Figure 8. Kidney allograft expression of mRNAs encoding calcineurin PPP3R1 and inosine-5′-monophosphate dehydrogenase 1 (IMPDH1) in TCMR and Normal.

Intragraft mRNA abundance of calcineurin isoform PPP3R1 (protein phosphatase 3 regulatory subunit B, α) (A), and IMPDH1 (B) in TCMR and Normal. In the box plots, the 2 dotted red lines represent the 95% confidence interval of the Normal group. Calcineurin, a phosphatase made of 2 proteins, CNA and CNB, cleaves phosphate from serine and threonine in proteins.
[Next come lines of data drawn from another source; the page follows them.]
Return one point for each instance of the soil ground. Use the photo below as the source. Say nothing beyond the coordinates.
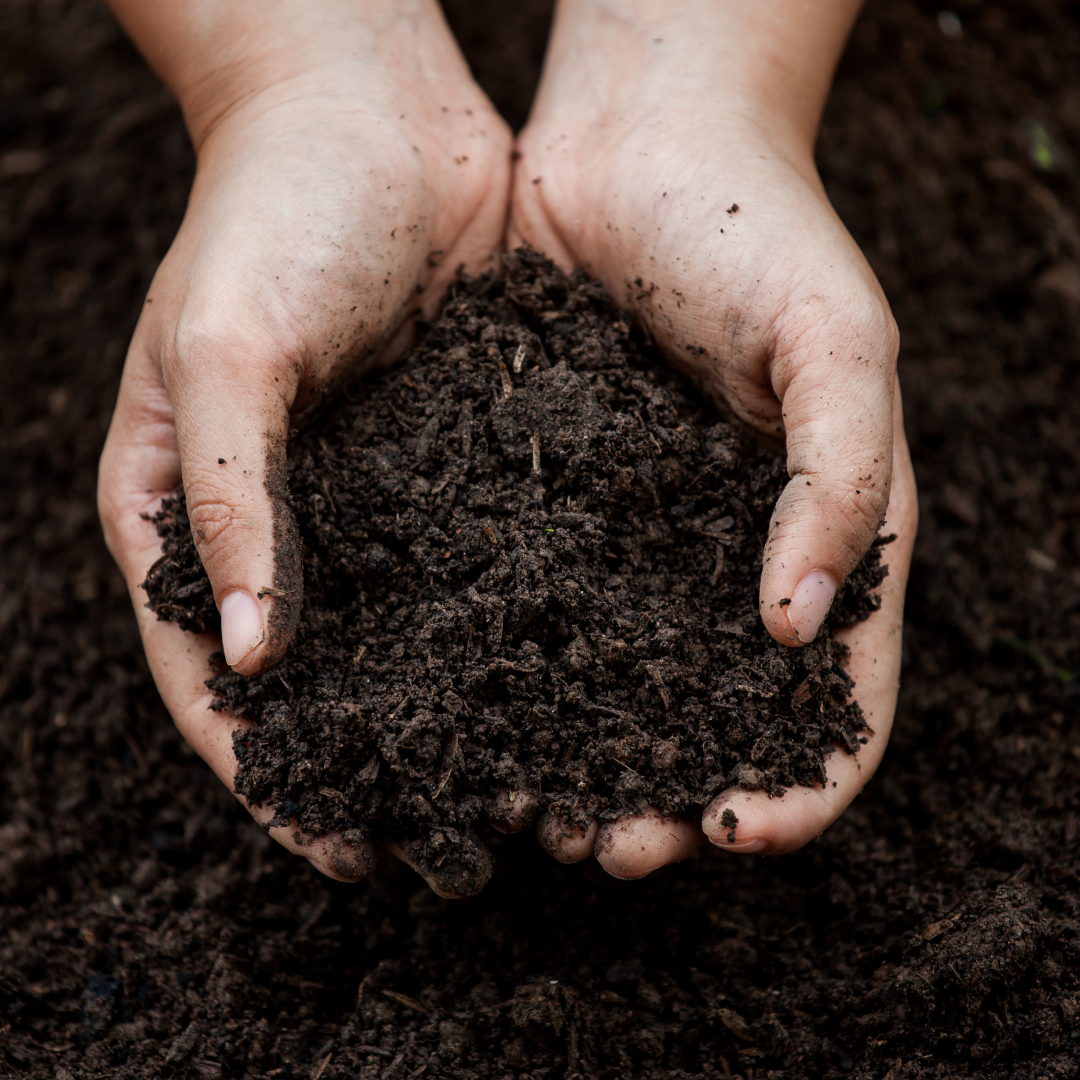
(147, 928)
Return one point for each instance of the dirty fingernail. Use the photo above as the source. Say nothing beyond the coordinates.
(241, 625)
(744, 847)
(810, 604)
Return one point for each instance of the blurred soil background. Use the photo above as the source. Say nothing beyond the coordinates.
(149, 929)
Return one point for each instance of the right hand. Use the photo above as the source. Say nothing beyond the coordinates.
(333, 200)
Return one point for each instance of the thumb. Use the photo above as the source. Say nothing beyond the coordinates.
(837, 397)
(231, 428)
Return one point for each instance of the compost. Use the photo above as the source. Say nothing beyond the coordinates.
(149, 929)
(529, 559)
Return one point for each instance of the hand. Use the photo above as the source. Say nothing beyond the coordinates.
(348, 165)
(670, 154)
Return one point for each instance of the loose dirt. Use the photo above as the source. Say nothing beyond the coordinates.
(149, 929)
(530, 559)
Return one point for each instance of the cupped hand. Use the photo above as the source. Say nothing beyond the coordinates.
(675, 171)
(338, 191)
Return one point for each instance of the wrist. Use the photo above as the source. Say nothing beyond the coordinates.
(216, 56)
(768, 63)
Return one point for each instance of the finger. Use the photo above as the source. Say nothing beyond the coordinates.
(180, 663)
(777, 825)
(139, 464)
(513, 807)
(231, 386)
(632, 847)
(569, 841)
(455, 876)
(835, 379)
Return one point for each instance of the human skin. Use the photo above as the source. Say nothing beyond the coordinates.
(348, 165)
(670, 153)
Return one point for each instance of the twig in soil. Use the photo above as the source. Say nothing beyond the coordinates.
(661, 689)
(508, 387)
(719, 565)
(404, 999)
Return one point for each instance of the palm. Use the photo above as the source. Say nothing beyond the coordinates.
(728, 252)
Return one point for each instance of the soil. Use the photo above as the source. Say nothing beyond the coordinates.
(148, 929)
(530, 558)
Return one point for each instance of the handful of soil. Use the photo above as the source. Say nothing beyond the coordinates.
(530, 558)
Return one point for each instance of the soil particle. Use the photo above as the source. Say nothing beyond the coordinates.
(511, 548)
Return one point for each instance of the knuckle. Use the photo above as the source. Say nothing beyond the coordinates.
(217, 527)
(233, 345)
(864, 510)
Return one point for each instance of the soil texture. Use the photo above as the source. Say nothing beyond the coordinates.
(149, 929)
(530, 559)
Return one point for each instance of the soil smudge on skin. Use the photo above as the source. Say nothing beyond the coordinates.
(287, 589)
(531, 561)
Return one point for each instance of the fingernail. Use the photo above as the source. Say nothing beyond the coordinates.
(810, 604)
(241, 625)
(744, 847)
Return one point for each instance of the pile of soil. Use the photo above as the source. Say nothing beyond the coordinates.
(530, 557)
(149, 929)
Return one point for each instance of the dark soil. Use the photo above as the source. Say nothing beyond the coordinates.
(149, 929)
(529, 558)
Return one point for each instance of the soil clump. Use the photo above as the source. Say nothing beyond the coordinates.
(531, 559)
(149, 929)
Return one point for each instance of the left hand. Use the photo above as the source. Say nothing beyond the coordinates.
(672, 170)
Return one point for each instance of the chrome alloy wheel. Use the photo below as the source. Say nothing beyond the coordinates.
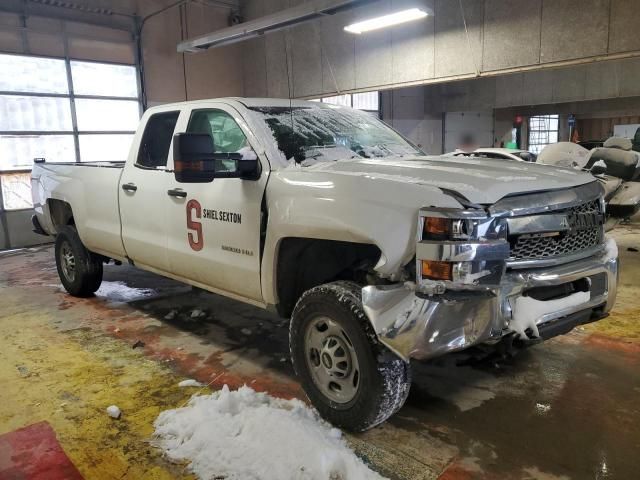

CNA possesses the phosphatase enzymatic activity and binds calmodulin. CNB binds Ca²⁺ directly and regulates the activity of CNA. Tacrolimus acts as an immunosuppressive drug by binding to and inhibiting calcineurin. We used PPP3R1 mRNA abundance as a marker of calcineurin inhibition. Mycophenolate acts by inhibiting IMPDH, an enzyme that catalyzes the oxidation of inosine monophosphate to xanthosine monophosphate, which is the rate-limiting step in the de novo biosynthesis of guanine nucleotide. We used IMPDH1 mRNA abundance as a marker of mycophenolate action. Scatter plots depict the association between calcineurin isoform PPP3R1 and NFATC2, a key transcription factor necessary to produce the T cell proliferative cytokine IL-2 (C), between IMPDH1 and a T cell score derived by xCell (D), and between PPP3R1 and IMPDH1 (E). We used NFATC2 as a marker of the effect of calcineurin inhibition on T cells. We used T cell xCell score as a marker of the effect of mycophenolate on T cells. One patient in the TCMR group who did not receive tacrolimus is shown in red in the scatter plot.